Palin: More on those clothes
Posted: Monday, October 27, 2008 9:15 AM by Carrie Dann
Filed Under:
Sarah Palin
Palin decided to confront the clothes story on the campaign trail yesterday.
How did the RNC get itself into this clothes situation? From Newsweek: "The decision to greenlight the purchases was made after Palin arrived in Minneapolis for the Republican Party convention. Campaign aides quickly concluded that she lacked the necessary wardrobe for two months of intensive national campaigning. ‘She didn't have the fancy pantsuits that Hillary Clinton has,’ explained one staffer (who, like most others interviewed for this account, declined to be identified speaking about the episode). The problem was figuring out how to pay for new dresswear: the 2002 McCain-Feingold law, co-authored by the GOP candidate, tightened the rules to ban using campaign funds for personal clothing.”

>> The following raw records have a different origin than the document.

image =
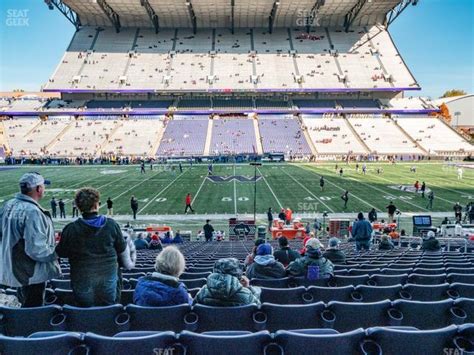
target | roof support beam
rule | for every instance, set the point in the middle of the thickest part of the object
(65, 10)
(151, 14)
(271, 18)
(192, 15)
(111, 14)
(353, 13)
(397, 10)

“While Jeff Larson, a veteran GOP consultant who headed the party's ‘host’ committee, provided his credit card for the Palin family shopping spree, he was directed to send the bills over to the Republican National Committee (which was not covered by the clothing ban in McCain-Feingold). RNC officials were not happy about it. ‘We were explicitly directed by the campaign to pay these costs,’ said one senior RNC official who also requested anonymity. After at first declining to comment, a McCain spokeswoman said the clothes would be donated to charity after the campaign was over.”
“Palin said she was getting a bum rap. ‘If people knew how frugal we are,’ she said. She told Fox News that her ‘favorite’ store is an Anchorage consignment shop called Out of the Closet. Still, some of the disgruntled party donors said her claim of frugality was hard to square with the details in campaign spending reports, such as the $75,062 one-day tab at the Neiman Marcus in Minneapolis, and $4,902 spent at Atelier New York (a high-end men's store). One veteran GOP consultant (who also requested anonymity) said the real puzzle among his peers is why Larson didn't find a way to disguise the expenses, at least until after the election. Larson declined to comment."

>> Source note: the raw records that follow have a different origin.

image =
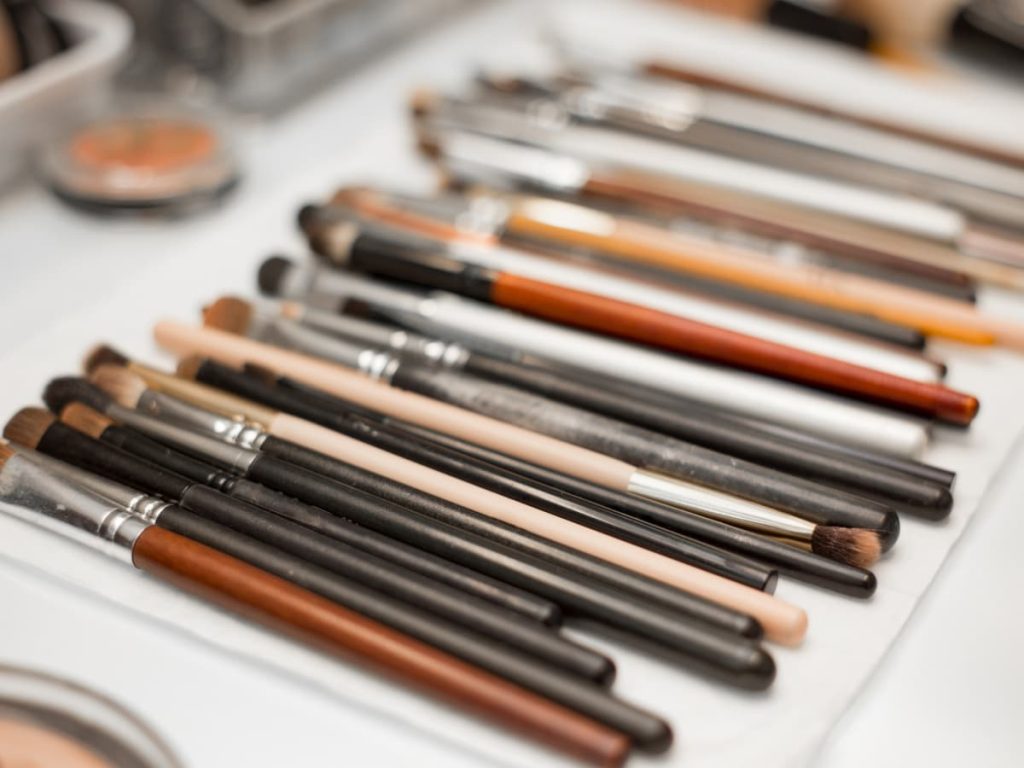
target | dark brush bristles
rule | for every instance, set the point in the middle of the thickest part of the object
(5, 453)
(120, 383)
(851, 546)
(228, 313)
(28, 426)
(102, 354)
(67, 389)
(84, 419)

"Palin's signature accomplishment - a contract to build a 1,715-mile pipeline to bring natural gas from Alaska to the Lower 48 - emerged from a flawed bidding process that narrowed the field to a company with ties to her administration, an Associated Press investigation shows. ... Despite Palin's boast of a smart and fair bidding process, the investigation found that her team crafted terms that favored only a few independent pipeline companies and ultimately benefited the winner, TransCanada Corp. And contrary to the ballyhoo, there's no guarantee the pipeline will ever be built; at a minimum, any project is years away..."
"The Anchorage Daily News, Alaska's largest newspaper, endorsed Democratic presidential candidate Barack Obama Sunday after declaring Gov. Sarah Palin 'too risky' to be one step away from the Oval Office." Ouch.